Stehekan B Tara Gray and Patty Shelton: Social Studies Lessons Redesigned for the Inquiry Arc – Patty, curriculum Developer in the Bellevue School District, and Tara, Elementary Principal, will model the process of taking social studies lessons to create authentic learning experiences that integrate standards from Common Core, C3 and the 21st Century Skills. With the Inquiry Arch Model as the frame, participants will see the redesign of history lessons. To conclude, Tara will describe how these revisions show proficiency for TPEP evaluations.

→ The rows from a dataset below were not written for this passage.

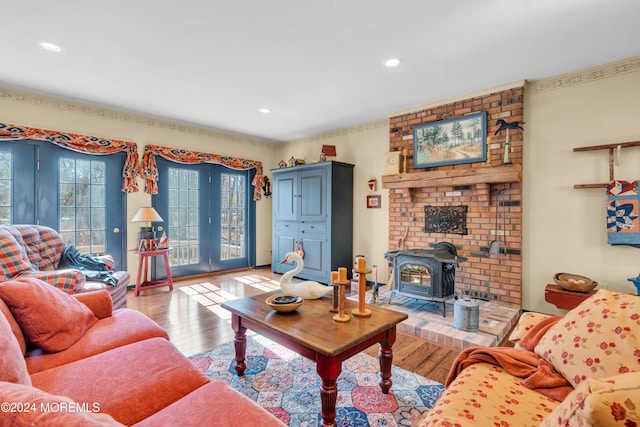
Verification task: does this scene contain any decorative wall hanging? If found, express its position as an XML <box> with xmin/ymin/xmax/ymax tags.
<box><xmin>367</xmin><ymin>194</ymin><xmax>382</xmax><ymax>209</ymax></box>
<box><xmin>0</xmin><ymin>123</ymin><xmax>140</xmax><ymax>193</ymax></box>
<box><xmin>142</xmin><ymin>145</ymin><xmax>264</xmax><ymax>201</ymax></box>
<box><xmin>423</xmin><ymin>205</ymin><xmax>468</xmax><ymax>234</ymax></box>
<box><xmin>494</xmin><ymin>119</ymin><xmax>524</xmax><ymax>163</ymax></box>
<box><xmin>413</xmin><ymin>111</ymin><xmax>487</xmax><ymax>168</ymax></box>
<box><xmin>385</xmin><ymin>151</ymin><xmax>400</xmax><ymax>175</ymax></box>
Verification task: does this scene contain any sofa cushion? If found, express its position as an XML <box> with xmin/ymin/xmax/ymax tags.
<box><xmin>418</xmin><ymin>363</ymin><xmax>559</xmax><ymax>427</ymax></box>
<box><xmin>31</xmin><ymin>340</ymin><xmax>210</xmax><ymax>425</ymax></box>
<box><xmin>542</xmin><ymin>372</ymin><xmax>640</xmax><ymax>427</ymax></box>
<box><xmin>0</xmin><ymin>313</ymin><xmax>31</xmax><ymax>384</ymax></box>
<box><xmin>535</xmin><ymin>289</ymin><xmax>640</xmax><ymax>387</ymax></box>
<box><xmin>0</xmin><ymin>382</ymin><xmax>122</xmax><ymax>427</ymax></box>
<box><xmin>20</xmin><ymin>269</ymin><xmax>87</xmax><ymax>294</ymax></box>
<box><xmin>509</xmin><ymin>311</ymin><xmax>550</xmax><ymax>347</ymax></box>
<box><xmin>11</xmin><ymin>224</ymin><xmax>65</xmax><ymax>271</ymax></box>
<box><xmin>0</xmin><ymin>298</ymin><xmax>27</xmax><ymax>355</ymax></box>
<box><xmin>0</xmin><ymin>225</ymin><xmax>33</xmax><ymax>282</ymax></box>
<box><xmin>25</xmin><ymin>308</ymin><xmax>169</xmax><ymax>374</ymax></box>
<box><xmin>134</xmin><ymin>380</ymin><xmax>286</xmax><ymax>427</ymax></box>
<box><xmin>0</xmin><ymin>278</ymin><xmax>98</xmax><ymax>352</ymax></box>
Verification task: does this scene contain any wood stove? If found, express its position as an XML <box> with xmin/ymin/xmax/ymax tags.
<box><xmin>384</xmin><ymin>242</ymin><xmax>467</xmax><ymax>316</ymax></box>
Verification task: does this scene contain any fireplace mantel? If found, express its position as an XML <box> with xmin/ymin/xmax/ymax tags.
<box><xmin>382</xmin><ymin>163</ymin><xmax>522</xmax><ymax>204</ymax></box>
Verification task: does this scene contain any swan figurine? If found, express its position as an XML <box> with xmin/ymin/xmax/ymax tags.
<box><xmin>280</xmin><ymin>252</ymin><xmax>333</xmax><ymax>299</ymax></box>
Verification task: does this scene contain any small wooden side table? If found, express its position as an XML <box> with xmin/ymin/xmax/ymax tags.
<box><xmin>128</xmin><ymin>248</ymin><xmax>173</xmax><ymax>296</ymax></box>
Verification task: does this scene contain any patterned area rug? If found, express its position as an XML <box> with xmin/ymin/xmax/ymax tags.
<box><xmin>190</xmin><ymin>335</ymin><xmax>444</xmax><ymax>427</ymax></box>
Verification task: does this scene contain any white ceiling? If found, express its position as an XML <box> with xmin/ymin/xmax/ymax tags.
<box><xmin>0</xmin><ymin>0</ymin><xmax>640</xmax><ymax>142</ymax></box>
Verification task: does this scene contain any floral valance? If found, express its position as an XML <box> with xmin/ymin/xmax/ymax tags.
<box><xmin>142</xmin><ymin>145</ymin><xmax>264</xmax><ymax>201</ymax></box>
<box><xmin>0</xmin><ymin>123</ymin><xmax>140</xmax><ymax>193</ymax></box>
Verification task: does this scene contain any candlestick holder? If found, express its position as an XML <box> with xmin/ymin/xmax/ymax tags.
<box><xmin>329</xmin><ymin>271</ymin><xmax>340</xmax><ymax>313</ymax></box>
<box><xmin>333</xmin><ymin>278</ymin><xmax>351</xmax><ymax>323</ymax></box>
<box><xmin>351</xmin><ymin>257</ymin><xmax>372</xmax><ymax>317</ymax></box>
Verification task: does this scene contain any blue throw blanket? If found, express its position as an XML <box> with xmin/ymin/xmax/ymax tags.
<box><xmin>607</xmin><ymin>181</ymin><xmax>640</xmax><ymax>248</ymax></box>
<box><xmin>58</xmin><ymin>245</ymin><xmax>118</xmax><ymax>286</ymax></box>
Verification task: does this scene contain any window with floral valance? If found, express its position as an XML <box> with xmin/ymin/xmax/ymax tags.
<box><xmin>142</xmin><ymin>145</ymin><xmax>264</xmax><ymax>201</ymax></box>
<box><xmin>0</xmin><ymin>123</ymin><xmax>140</xmax><ymax>193</ymax></box>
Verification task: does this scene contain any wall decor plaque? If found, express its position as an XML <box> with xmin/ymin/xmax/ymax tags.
<box><xmin>423</xmin><ymin>205</ymin><xmax>468</xmax><ymax>234</ymax></box>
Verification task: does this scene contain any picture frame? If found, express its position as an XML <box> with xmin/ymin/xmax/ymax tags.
<box><xmin>413</xmin><ymin>111</ymin><xmax>487</xmax><ymax>168</ymax></box>
<box><xmin>367</xmin><ymin>194</ymin><xmax>382</xmax><ymax>209</ymax></box>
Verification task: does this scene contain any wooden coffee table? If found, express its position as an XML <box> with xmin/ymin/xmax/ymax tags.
<box><xmin>222</xmin><ymin>292</ymin><xmax>408</xmax><ymax>426</ymax></box>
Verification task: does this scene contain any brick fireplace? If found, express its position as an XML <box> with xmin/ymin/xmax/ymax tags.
<box><xmin>382</xmin><ymin>87</ymin><xmax>526</xmax><ymax>308</ymax></box>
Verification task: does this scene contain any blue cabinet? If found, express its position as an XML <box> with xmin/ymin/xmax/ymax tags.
<box><xmin>271</xmin><ymin>162</ymin><xmax>354</xmax><ymax>283</ymax></box>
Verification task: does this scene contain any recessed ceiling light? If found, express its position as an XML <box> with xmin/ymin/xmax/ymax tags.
<box><xmin>384</xmin><ymin>58</ymin><xmax>402</xmax><ymax>68</ymax></box>
<box><xmin>40</xmin><ymin>42</ymin><xmax>62</xmax><ymax>52</ymax></box>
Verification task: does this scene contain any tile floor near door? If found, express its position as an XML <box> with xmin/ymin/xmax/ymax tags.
<box><xmin>351</xmin><ymin>286</ymin><xmax>520</xmax><ymax>349</ymax></box>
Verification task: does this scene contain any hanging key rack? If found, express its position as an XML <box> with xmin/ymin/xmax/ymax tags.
<box><xmin>573</xmin><ymin>141</ymin><xmax>640</xmax><ymax>188</ymax></box>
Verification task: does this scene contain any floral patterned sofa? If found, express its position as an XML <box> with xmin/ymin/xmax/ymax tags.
<box><xmin>0</xmin><ymin>224</ymin><xmax>130</xmax><ymax>309</ymax></box>
<box><xmin>419</xmin><ymin>289</ymin><xmax>640</xmax><ymax>427</ymax></box>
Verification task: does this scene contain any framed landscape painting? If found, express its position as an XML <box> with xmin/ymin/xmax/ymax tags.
<box><xmin>413</xmin><ymin>111</ymin><xmax>487</xmax><ymax>168</ymax></box>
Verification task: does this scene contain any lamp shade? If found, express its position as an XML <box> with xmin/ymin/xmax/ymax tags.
<box><xmin>131</xmin><ymin>207</ymin><xmax>163</xmax><ymax>222</ymax></box>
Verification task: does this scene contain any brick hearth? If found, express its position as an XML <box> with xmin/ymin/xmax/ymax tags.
<box><xmin>349</xmin><ymin>286</ymin><xmax>520</xmax><ymax>349</ymax></box>
<box><xmin>383</xmin><ymin>87</ymin><xmax>524</xmax><ymax>309</ymax></box>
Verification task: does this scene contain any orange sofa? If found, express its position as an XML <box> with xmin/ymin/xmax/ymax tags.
<box><xmin>0</xmin><ymin>278</ymin><xmax>284</xmax><ymax>427</ymax></box>
<box><xmin>417</xmin><ymin>289</ymin><xmax>640</xmax><ymax>427</ymax></box>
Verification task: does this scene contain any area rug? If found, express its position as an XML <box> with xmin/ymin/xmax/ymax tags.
<box><xmin>190</xmin><ymin>335</ymin><xmax>444</xmax><ymax>427</ymax></box>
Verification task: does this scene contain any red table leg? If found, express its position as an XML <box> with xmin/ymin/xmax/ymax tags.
<box><xmin>162</xmin><ymin>252</ymin><xmax>173</xmax><ymax>291</ymax></box>
<box><xmin>378</xmin><ymin>329</ymin><xmax>396</xmax><ymax>394</ymax></box>
<box><xmin>317</xmin><ymin>355</ymin><xmax>342</xmax><ymax>427</ymax></box>
<box><xmin>231</xmin><ymin>314</ymin><xmax>247</xmax><ymax>377</ymax></box>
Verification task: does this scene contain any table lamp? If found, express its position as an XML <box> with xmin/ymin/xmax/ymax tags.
<box><xmin>131</xmin><ymin>207</ymin><xmax>163</xmax><ymax>251</ymax></box>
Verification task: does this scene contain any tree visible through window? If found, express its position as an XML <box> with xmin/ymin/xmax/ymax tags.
<box><xmin>58</xmin><ymin>157</ymin><xmax>106</xmax><ymax>253</ymax></box>
<box><xmin>167</xmin><ymin>168</ymin><xmax>200</xmax><ymax>266</ymax></box>
<box><xmin>220</xmin><ymin>173</ymin><xmax>247</xmax><ymax>260</ymax></box>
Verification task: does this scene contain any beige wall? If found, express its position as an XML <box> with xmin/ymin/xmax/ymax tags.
<box><xmin>523</xmin><ymin>57</ymin><xmax>640</xmax><ymax>313</ymax></box>
<box><xmin>271</xmin><ymin>119</ymin><xmax>389</xmax><ymax>283</ymax></box>
<box><xmin>0</xmin><ymin>57</ymin><xmax>640</xmax><ymax>313</ymax></box>
<box><xmin>0</xmin><ymin>88</ymin><xmax>274</xmax><ymax>277</ymax></box>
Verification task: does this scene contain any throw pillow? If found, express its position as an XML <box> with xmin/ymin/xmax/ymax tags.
<box><xmin>0</xmin><ymin>312</ymin><xmax>31</xmax><ymax>386</ymax></box>
<box><xmin>509</xmin><ymin>311</ymin><xmax>550</xmax><ymax>346</ymax></box>
<box><xmin>0</xmin><ymin>278</ymin><xmax>98</xmax><ymax>353</ymax></box>
<box><xmin>542</xmin><ymin>372</ymin><xmax>640</xmax><ymax>427</ymax></box>
<box><xmin>0</xmin><ymin>382</ymin><xmax>123</xmax><ymax>427</ymax></box>
<box><xmin>535</xmin><ymin>289</ymin><xmax>640</xmax><ymax>387</ymax></box>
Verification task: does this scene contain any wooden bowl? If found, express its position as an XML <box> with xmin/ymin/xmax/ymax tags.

East Room Ryan Hauck, World Affairs Council Global Classroom: From Past to Present: Reflecting on Turkish History and Culture Through the Lens of Teacher Travel - This session provides an engaging look into Turkish history, culture, and contemporary politics through the lens of teachers who have recently traveled to Turkey with the Turkish Cultural Foundation. From Istanbul to Ephesus, teachers will reflect on their transformative experience and share curriculum they have written to bring Turkey alive in their classroom. With Turkey's current geopolitical significance in the world, teachers will share relevant ideas to bring this complex country into your classroom. In addition, teachers will highlight the importance of teacher travel and its potential to impact your teaching.

River Room Linda Cuadra, Southeast Asia Center, Jackson School of International Studies: Tipping Over: Climate Change in Southeast Asia and the US - Global warming has passed its tipping point. Preventing bigger climate change problems must include reducing the energy we all use. Sounds easy – but what would you give up? We will learn about energy use, fossil fuel consumption, different types of alternative energy, and play a game.

Park Room Amy Merkley & Jodi Jackson: Connecting Classrooms Through Debate - There were the Lincoln-Douglass Debates and now there are the Merkley-Jackson Debates! Come to our session to learn how to connect classrooms through debate. We will go over everything from the preparations in our individual classrooms to the main event hosted by our very own librarian. Find out whose class won the debate!